Pinalia moluccana

Scientific classification
- Kingdom: Plantae
- Clade: Embryophytes
- Clade: Tracheophytes
- Clade: Spermatophytes
- Clade: Angiosperms
- Clade: Monocots
- Order: Asparagales
- Family: Orchidaceae
- Subfamily: Epidendroideae
- Genus: Pinalia
- Species: P. moluccana
- Binomial name: Pinalia moluccana (Schltr. & J.J.Sm.) Schuit., Y.P.Ng & H.A.Pedersen
- Synonyms: Eria ambasiensis F.M.Bailey ; Eria inornata T.E.Hunt ; Eria kingii F.Muell. ; Eria linariiflora Rupp ; Eria liparoides T.E.Hunt ; Eria moluccana Schltr. & J.J.Sm. ; Eria mooreana F.Muell. ex Kraenzl. ; Eria wollastonii Ridl. ; Hymeneria kingii (F.Muell.) M.A.Clem. & D.L.Jones ;

= Pinalia moluccana =

- Authority: (Schltr. & J.J.Sm.) Schuit., Y.P.Ng & H.A.Pedersen

Species of orchid

Pinalia moluccana, synonym Eria kingii, commonly known as common gremlin orchid, is a plant in the orchid family and is an epiphyte or lithophyte with crowded pseudobulbs, each with three or four thin, channelled leaves. Up to fifty white or cream-coloured, cup-shaped flowers with hairy exteriors are arranged along an erect flowering stem. It is native to areas between Sulawesi and tropical North Queensland, Australia.

==Description==
Pinalia moluccana is an epiphytic or lithophytic herb with crowded, cone-shaped pseudobulbs 150-250 mm long and 30-500 mm wide. Each pseudobulb has three or four dark green, elliptic to egg-shaped, channelled leaves 250-350 mm long and 30-50 mm wide. Between fifteen and fifty white or cream-coloured, cup-shaped, resupinate flowers 6-8 mm long and 5-7 mm wide are arranged along a stiffly erect flowering stem 100-300 mm long. The flowers are hairy on the outside. The dorsal sepal is 6-7 mm long and 3-4 mm wide, the lateral sepals 4.5-7 mm long and wide and the petals are 5-6 mm long and about 3 mm wide. The labellum is about 5 mm long and 4 mm wide with three lobes. The side lobes are erect and the middle lobe turns downwards and has a ridge along its midline. Flowering occurs between August and October in Australia.

==Taxonomy and naming==
Eria kingii was first formally described in 1877 by Ferdinand von Mueller who published the description in Southern Science Record. Mueller "gladly dedicated it to Mr. King" who supplied the type specimen from his conservatory. "Mr. King" is further identified earlier in the same article as "Arthur (Septimus) King, Esq., son of ... Admiral Ph. Parker King" Eria moluccana was first formally described in 1905 by Rudolf Schlechter and Johannes Jacobus Smith. Plants of the World Online regards both names as synonyms of Pinalia moluccana.

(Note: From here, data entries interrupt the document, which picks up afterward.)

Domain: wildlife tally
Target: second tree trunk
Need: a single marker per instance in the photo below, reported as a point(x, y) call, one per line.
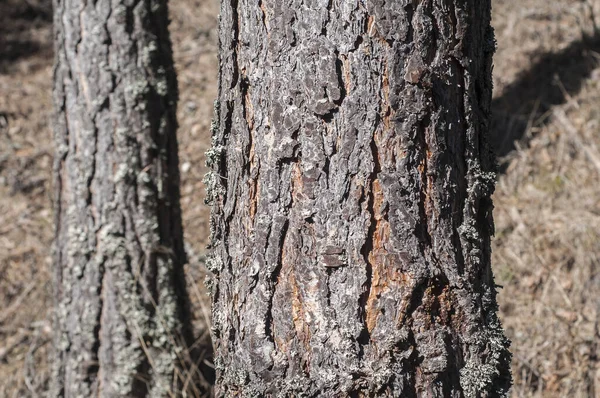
point(351, 201)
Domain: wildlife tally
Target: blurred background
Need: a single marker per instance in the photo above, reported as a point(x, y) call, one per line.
point(545, 130)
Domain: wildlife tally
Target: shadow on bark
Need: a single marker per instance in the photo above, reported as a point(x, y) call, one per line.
point(551, 81)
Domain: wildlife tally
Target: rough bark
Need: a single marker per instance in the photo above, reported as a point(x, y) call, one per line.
point(351, 192)
point(118, 261)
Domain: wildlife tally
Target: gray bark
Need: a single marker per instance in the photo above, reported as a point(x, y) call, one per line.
point(351, 201)
point(118, 260)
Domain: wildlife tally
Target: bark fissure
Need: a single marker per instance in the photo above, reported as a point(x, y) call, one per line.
point(382, 281)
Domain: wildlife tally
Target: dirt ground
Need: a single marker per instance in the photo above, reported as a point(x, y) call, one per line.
point(547, 245)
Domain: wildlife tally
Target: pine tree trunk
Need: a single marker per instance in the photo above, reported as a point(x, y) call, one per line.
point(118, 261)
point(351, 201)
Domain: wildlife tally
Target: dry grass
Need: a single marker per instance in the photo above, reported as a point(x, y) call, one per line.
point(547, 249)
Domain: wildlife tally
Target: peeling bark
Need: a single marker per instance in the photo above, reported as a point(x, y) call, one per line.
point(118, 257)
point(351, 201)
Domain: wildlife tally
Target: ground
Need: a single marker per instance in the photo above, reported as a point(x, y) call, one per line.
point(547, 244)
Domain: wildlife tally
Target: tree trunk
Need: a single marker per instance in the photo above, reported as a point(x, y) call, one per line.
point(351, 201)
point(118, 261)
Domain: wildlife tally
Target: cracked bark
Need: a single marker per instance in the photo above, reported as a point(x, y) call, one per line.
point(351, 190)
point(121, 305)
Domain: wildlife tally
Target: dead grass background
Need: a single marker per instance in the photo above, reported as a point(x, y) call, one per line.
point(547, 245)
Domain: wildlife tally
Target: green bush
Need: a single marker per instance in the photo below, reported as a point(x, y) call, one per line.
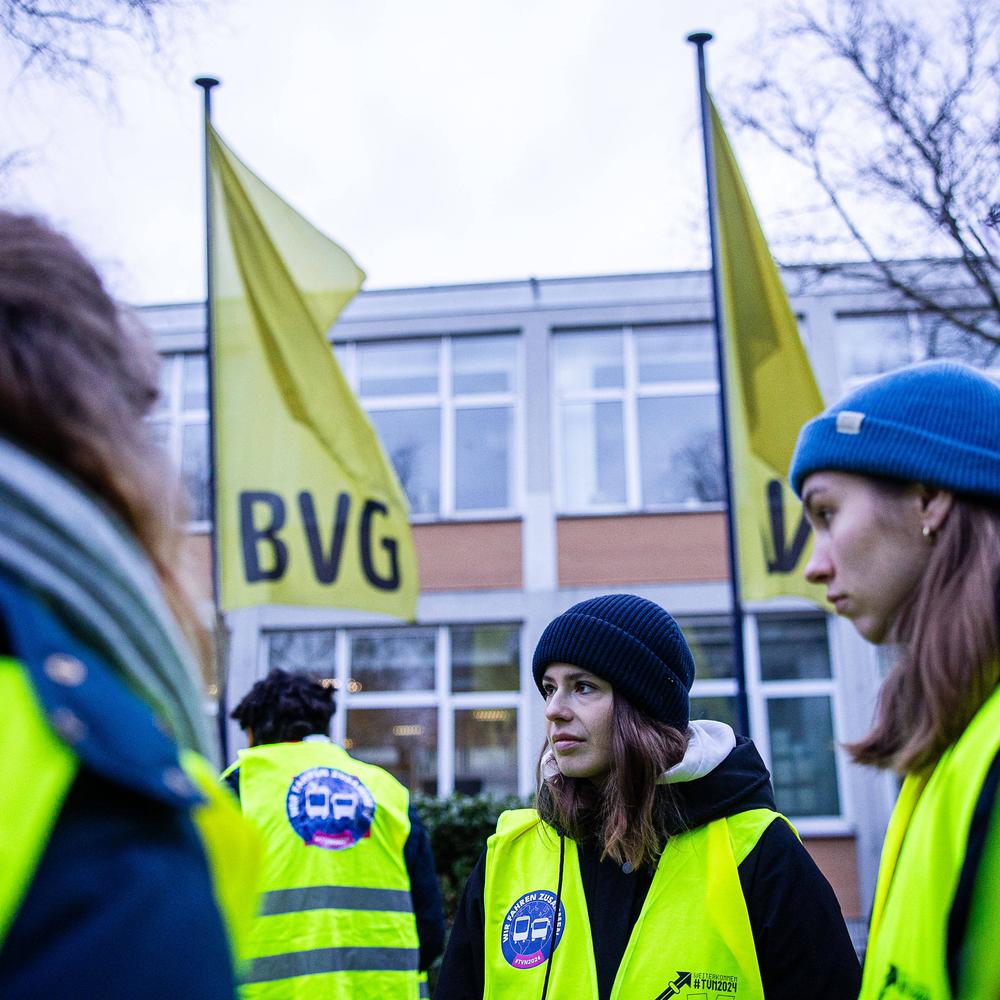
point(458, 828)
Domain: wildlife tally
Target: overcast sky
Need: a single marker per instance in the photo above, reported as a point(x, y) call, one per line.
point(438, 142)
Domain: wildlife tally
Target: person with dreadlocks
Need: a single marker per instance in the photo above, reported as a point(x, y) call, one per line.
point(351, 905)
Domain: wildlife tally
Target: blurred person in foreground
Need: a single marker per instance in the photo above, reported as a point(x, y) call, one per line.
point(901, 483)
point(350, 905)
point(654, 863)
point(124, 869)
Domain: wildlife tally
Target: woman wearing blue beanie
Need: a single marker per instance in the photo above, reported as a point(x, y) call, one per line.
point(901, 483)
point(654, 863)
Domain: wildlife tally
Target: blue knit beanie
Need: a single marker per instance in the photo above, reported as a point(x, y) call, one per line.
point(631, 643)
point(936, 423)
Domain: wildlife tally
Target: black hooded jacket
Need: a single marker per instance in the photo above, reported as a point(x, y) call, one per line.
point(802, 943)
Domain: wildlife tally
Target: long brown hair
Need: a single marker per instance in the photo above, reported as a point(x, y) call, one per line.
point(629, 813)
point(949, 661)
point(77, 376)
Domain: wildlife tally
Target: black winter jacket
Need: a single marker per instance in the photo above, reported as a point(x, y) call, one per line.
point(802, 943)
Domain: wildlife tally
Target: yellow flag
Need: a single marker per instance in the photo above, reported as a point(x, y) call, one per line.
point(308, 508)
point(772, 393)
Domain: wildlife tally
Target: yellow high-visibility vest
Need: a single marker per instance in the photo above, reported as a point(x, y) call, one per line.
point(336, 918)
point(925, 849)
point(34, 783)
point(693, 934)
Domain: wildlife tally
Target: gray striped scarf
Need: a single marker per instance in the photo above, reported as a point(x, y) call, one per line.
point(76, 554)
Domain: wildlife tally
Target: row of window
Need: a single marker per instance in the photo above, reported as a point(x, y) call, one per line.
point(441, 706)
point(635, 418)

==Distribution and habitat==
Common gremlin orchid grows in rocks and trees in humid situations, often on branches overhanging water. It is found in Sulawesi, the Maluku Islands, New Guinea, the Solomon Islands and Queensland, Australia. In Queensland it is found from the Iron Range to the Tully River.